Peu de temps s’est écoulé entre l’annonce du rachat du géant Anadarko par l’autre géant (américain) Occidental Petroleum, et l’annonce de la revente par ce dernier à Total des actifs d’Anadarko en Afrique – situés notamment en Algérie, Ghana, Mozambique et Afrique du Sud. Pris de court (par la rapidité des transactions et les méthodes expéditives des multinationales), l’Etat a décidément du mal a faire respecter ses lois. Et après avoir annoncé l’intention de s’opposer à la transaction, le ministre de l’Energie, M. Arkoub, se dit partisan d’un «bon compromis». Pourquoi le gouvernement n’a pas percuté en invoquant son droit de préemption dès l’annonce du rachat d’Anadarko par Occidental Petroleum, et pourquoi avoir attendu l’entrée en lice du français Total pour le faire ?

Je dois d’abord vous préciser d’emblée que cette transaction ne date pas de l’entrée en lice du française Total, mais bien avant cela ; fin mars dernier, Chevron a annoncé et nous l’avons appris par l’agence Reuters, l’acquisition d’Anadarko Petroleum pour 33 milliards de dollars, ce qui devrait la propulser au deuxième rang des plus grandes compagnies pétrolières au monde et renforcer nettement ses activités dans le schiste aux Etats-Unis. Cette transaction, une des plus importantes dans le secteur pétrolier, se fera en actions et en numéraire. Elle reprendra la dette de l’entreprise.
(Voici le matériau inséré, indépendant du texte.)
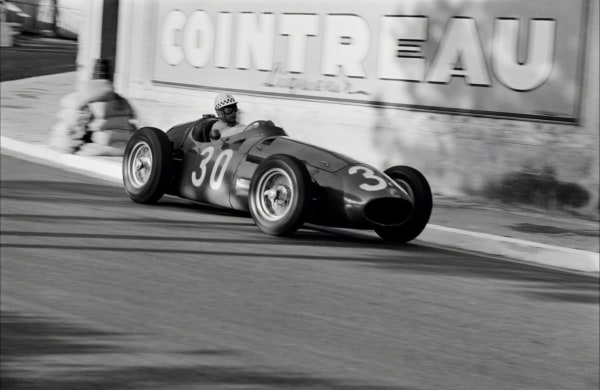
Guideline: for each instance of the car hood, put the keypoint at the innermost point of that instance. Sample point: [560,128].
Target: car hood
[314,156]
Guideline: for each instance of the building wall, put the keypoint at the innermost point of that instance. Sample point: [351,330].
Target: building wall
[480,144]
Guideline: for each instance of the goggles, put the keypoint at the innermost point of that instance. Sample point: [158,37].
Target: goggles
[229,109]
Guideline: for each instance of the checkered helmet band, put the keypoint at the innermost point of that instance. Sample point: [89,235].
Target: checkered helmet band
[223,100]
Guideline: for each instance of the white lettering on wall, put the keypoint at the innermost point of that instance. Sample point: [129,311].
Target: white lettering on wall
[198,39]
[460,54]
[399,40]
[172,36]
[535,69]
[297,27]
[345,45]
[255,41]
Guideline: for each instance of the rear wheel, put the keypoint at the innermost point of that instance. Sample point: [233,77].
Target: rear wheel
[147,165]
[413,182]
[280,195]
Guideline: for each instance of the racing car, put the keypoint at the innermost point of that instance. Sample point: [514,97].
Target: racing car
[282,182]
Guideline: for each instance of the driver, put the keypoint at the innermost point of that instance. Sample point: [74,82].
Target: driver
[227,125]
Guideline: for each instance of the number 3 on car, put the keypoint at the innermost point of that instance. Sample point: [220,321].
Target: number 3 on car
[218,170]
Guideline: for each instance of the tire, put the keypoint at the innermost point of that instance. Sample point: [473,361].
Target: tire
[147,165]
[418,188]
[280,195]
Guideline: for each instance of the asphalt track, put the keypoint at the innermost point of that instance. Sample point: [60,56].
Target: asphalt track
[100,292]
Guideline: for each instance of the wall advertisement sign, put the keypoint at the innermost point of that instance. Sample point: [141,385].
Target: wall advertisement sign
[499,58]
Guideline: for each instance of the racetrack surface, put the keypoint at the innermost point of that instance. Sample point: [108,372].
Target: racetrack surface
[100,292]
Elle a pour objectif de renforcer Chevron dans le pétrole et gaz de schiste et le Gaz naturel liquéfié (GNL). A cette date déjà, on s’est étonné pourquoi il n’y a pas eu de réaction de la part de l’ancien ministre de l’Energie et des déclarations de l’ancien PDG de Sonatrach Abelmounène Ould Kaddour qui avait lui-même annoncé à la même agence une joint-venture avec le géant américain Chevron dans l’exploitation du gaz de schiste.

Personnellement, je n’avais pas de bons contacts avec cet ancien PDG, mais des cadres m’ont appris que depuis avril 2017, Sonatrach n’envoie aucun rapport à la hiérarchie et l’Etat commence à perdre le contrôle du mastodonte. La brouille entre Ould Kaddour et les institutions publiques en est la preuve irréfutable.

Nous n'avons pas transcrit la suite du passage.